00:12:17.900 For example, in Ruby, we can treat pretty much anything as a boolean, so X plus Y could be changed to X and Y, or X or Y. It can also change the order of operands in situations where that matters.
00:12:38.580 Most tools are smart enough not to bother doing this with addition, but they will do that with subtraction, division, and exponentiation.

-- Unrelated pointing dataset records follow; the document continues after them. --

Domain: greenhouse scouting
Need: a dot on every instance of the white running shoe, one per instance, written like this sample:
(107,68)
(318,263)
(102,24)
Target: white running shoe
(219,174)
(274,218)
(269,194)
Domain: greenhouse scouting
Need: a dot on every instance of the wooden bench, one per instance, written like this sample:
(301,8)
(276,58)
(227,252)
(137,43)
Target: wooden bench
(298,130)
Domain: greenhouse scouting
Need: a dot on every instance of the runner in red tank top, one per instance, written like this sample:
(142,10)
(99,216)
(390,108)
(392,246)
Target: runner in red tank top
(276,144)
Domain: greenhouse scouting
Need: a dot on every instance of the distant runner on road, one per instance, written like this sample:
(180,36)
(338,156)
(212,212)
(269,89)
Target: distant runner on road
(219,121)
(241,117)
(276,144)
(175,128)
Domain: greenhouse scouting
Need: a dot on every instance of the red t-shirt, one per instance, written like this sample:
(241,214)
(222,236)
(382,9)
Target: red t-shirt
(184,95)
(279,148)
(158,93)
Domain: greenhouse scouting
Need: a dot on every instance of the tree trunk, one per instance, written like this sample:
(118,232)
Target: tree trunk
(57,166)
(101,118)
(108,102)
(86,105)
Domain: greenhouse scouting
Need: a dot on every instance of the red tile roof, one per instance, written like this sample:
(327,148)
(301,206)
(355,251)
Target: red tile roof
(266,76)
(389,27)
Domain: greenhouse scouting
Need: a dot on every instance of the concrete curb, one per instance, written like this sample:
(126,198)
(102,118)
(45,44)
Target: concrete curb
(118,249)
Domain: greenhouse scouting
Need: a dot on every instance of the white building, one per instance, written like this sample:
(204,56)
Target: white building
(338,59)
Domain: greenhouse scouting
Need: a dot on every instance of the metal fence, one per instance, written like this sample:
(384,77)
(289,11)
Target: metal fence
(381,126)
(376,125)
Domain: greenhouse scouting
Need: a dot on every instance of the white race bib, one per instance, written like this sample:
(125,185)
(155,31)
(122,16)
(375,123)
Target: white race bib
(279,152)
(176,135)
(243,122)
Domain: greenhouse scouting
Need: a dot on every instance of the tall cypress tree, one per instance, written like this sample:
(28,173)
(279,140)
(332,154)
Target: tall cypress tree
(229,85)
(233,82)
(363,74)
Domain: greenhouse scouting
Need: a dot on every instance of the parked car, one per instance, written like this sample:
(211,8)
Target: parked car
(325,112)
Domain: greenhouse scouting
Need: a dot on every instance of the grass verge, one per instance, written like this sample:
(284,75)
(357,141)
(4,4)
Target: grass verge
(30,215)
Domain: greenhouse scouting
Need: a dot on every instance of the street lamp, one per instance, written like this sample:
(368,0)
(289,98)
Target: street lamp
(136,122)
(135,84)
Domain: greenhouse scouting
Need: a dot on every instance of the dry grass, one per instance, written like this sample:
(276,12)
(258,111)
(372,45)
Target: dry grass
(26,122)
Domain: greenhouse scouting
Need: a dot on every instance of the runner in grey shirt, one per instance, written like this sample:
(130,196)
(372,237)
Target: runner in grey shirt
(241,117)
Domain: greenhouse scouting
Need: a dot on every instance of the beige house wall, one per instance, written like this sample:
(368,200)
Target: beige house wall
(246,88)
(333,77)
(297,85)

00:12:51.320 It could also change a comparison from one to another; it could insert or remove a logical, mathematical, or bitwise negation.

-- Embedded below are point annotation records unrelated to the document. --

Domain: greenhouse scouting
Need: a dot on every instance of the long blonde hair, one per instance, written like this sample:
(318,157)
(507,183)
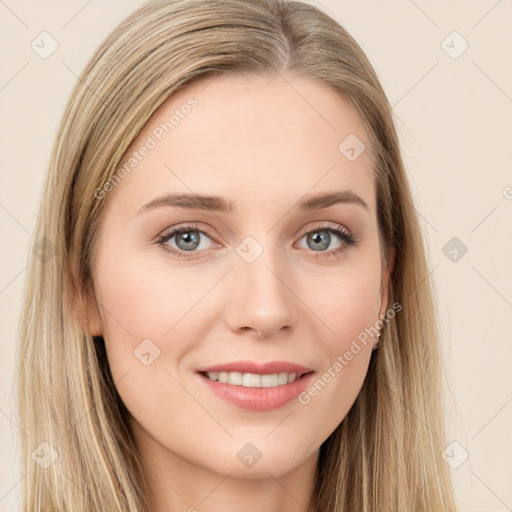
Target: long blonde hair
(386,453)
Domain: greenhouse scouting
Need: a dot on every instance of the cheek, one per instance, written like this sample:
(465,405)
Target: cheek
(142,301)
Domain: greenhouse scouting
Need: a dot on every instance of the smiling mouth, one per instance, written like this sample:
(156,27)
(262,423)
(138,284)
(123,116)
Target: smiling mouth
(254,380)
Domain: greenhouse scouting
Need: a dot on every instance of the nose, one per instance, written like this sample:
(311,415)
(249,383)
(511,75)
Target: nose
(260,296)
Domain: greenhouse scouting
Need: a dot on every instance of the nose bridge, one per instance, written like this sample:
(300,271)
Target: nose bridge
(259,299)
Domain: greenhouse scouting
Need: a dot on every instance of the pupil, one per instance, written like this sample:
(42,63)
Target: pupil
(190,242)
(318,237)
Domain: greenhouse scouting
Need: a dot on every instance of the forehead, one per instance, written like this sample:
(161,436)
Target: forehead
(265,136)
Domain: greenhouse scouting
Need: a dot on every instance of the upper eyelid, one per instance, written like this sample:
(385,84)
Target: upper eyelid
(192,226)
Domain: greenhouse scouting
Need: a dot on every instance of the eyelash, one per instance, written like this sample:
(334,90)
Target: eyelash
(347,238)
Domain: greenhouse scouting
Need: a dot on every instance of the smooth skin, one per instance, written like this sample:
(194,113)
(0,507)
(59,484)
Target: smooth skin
(263,143)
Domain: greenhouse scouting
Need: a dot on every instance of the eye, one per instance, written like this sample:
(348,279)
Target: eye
(322,237)
(188,239)
(185,241)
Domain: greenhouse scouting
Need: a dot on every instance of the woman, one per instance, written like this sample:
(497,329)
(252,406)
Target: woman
(231,306)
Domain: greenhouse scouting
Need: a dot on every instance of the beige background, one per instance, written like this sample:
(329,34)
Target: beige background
(455,121)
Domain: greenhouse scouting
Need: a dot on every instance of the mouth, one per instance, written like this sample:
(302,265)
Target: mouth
(258,391)
(254,380)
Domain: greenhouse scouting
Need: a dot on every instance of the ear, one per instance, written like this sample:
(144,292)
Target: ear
(386,278)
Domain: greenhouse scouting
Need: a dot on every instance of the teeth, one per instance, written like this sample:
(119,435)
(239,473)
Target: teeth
(253,380)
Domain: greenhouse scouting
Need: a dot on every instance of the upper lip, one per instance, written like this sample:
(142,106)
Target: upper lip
(257,368)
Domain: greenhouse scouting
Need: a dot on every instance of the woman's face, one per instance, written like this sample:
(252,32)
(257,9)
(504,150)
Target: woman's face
(264,272)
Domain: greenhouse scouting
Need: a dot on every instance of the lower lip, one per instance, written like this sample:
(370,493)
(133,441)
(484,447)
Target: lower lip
(258,399)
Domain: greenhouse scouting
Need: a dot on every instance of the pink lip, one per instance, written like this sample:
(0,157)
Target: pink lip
(259,368)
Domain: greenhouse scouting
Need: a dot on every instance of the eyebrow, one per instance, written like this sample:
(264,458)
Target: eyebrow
(218,204)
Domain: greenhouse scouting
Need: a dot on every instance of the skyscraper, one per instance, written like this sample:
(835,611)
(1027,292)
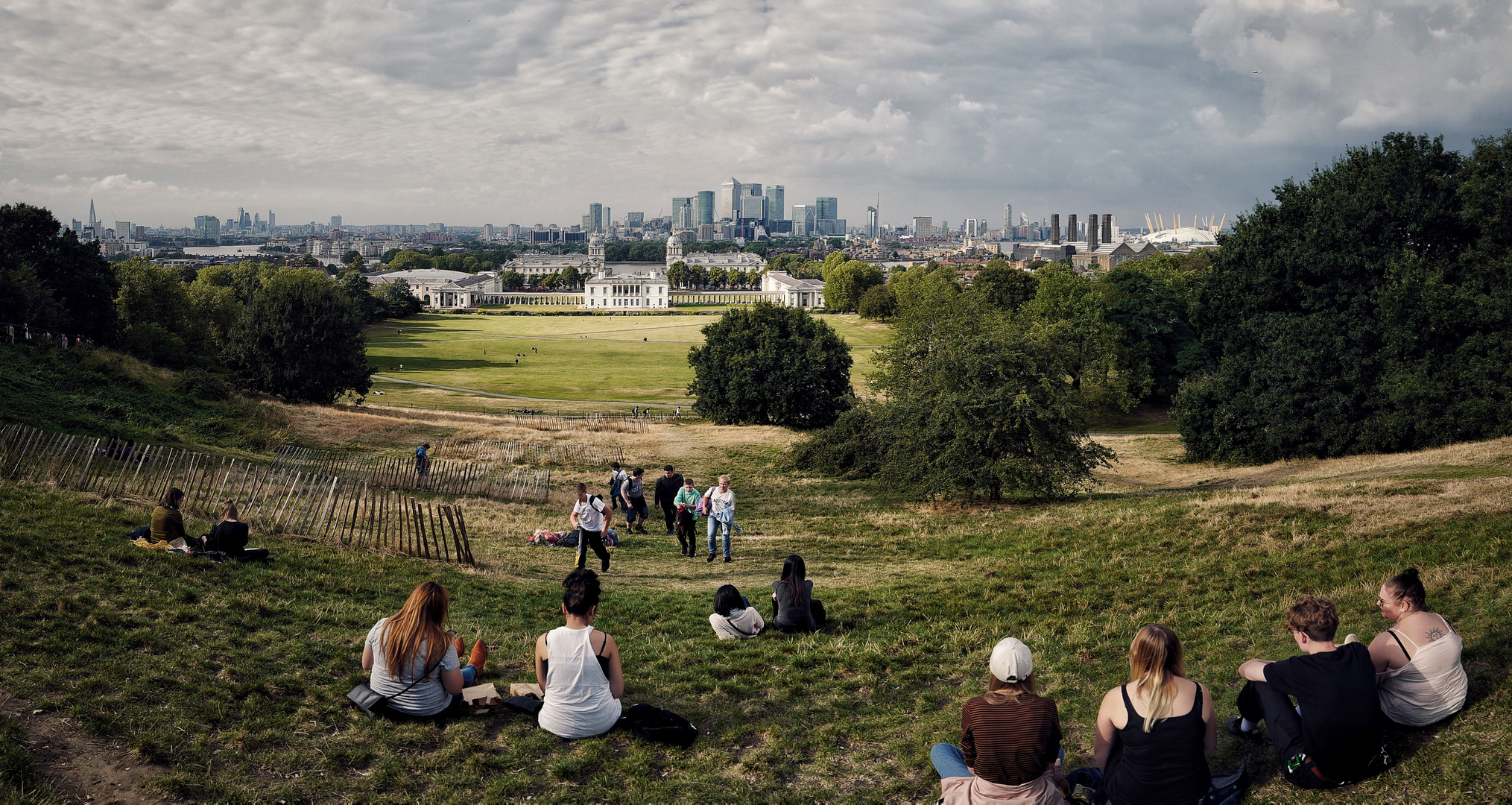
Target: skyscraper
(776,206)
(703,208)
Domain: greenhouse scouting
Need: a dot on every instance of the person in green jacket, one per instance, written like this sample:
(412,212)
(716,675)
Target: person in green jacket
(687,503)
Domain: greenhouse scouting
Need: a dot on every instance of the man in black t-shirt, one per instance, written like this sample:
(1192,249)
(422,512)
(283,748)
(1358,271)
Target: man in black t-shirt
(1335,739)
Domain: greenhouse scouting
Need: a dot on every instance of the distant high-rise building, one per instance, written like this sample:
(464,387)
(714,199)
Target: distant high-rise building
(703,208)
(776,206)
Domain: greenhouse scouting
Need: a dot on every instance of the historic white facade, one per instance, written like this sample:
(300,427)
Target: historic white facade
(734,259)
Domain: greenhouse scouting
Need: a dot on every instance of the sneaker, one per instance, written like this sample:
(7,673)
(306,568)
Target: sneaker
(1234,730)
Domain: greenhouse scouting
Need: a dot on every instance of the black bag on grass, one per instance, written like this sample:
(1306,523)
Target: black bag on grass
(659,725)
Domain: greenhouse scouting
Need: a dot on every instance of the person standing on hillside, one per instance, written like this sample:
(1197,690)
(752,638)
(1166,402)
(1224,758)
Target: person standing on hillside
(667,489)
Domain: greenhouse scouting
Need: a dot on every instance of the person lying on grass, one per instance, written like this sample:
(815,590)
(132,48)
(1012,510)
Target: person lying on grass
(410,648)
(734,616)
(580,668)
(1009,739)
(1332,737)
(1157,733)
(1420,681)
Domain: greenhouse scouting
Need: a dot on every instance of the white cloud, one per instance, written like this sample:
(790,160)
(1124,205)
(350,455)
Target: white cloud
(471,111)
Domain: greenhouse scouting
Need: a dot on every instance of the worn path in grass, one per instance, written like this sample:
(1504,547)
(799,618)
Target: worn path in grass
(183,659)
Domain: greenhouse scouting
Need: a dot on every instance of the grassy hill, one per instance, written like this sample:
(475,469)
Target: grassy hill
(232,678)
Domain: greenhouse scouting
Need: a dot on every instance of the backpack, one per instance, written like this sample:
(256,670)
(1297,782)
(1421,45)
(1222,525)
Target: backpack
(659,725)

00:13:03.970 It can change a constant, variable, or function call to a completely different value, possibly of a different type. For instance, it might change a number to a string.
00:13:18.650 It can remove entire lines of code, eliminate a condition, or control a loop. It could scramble or truncate arguments in a method call or a method declaration.
00:13:32.080 It can replace a method's entire body with just a constant, or either of the arguments, or trigger a deliberate error, or do nothing at all if the language permits.
00:13:48.370 There are many more kinds of changes it could make, but I hope you get the idea by now. From here on, I don’t want to add any more low-level details.
00:14:02.060 Let’s look at some examples. We'll start with an easy one. Suppose we have a method like this.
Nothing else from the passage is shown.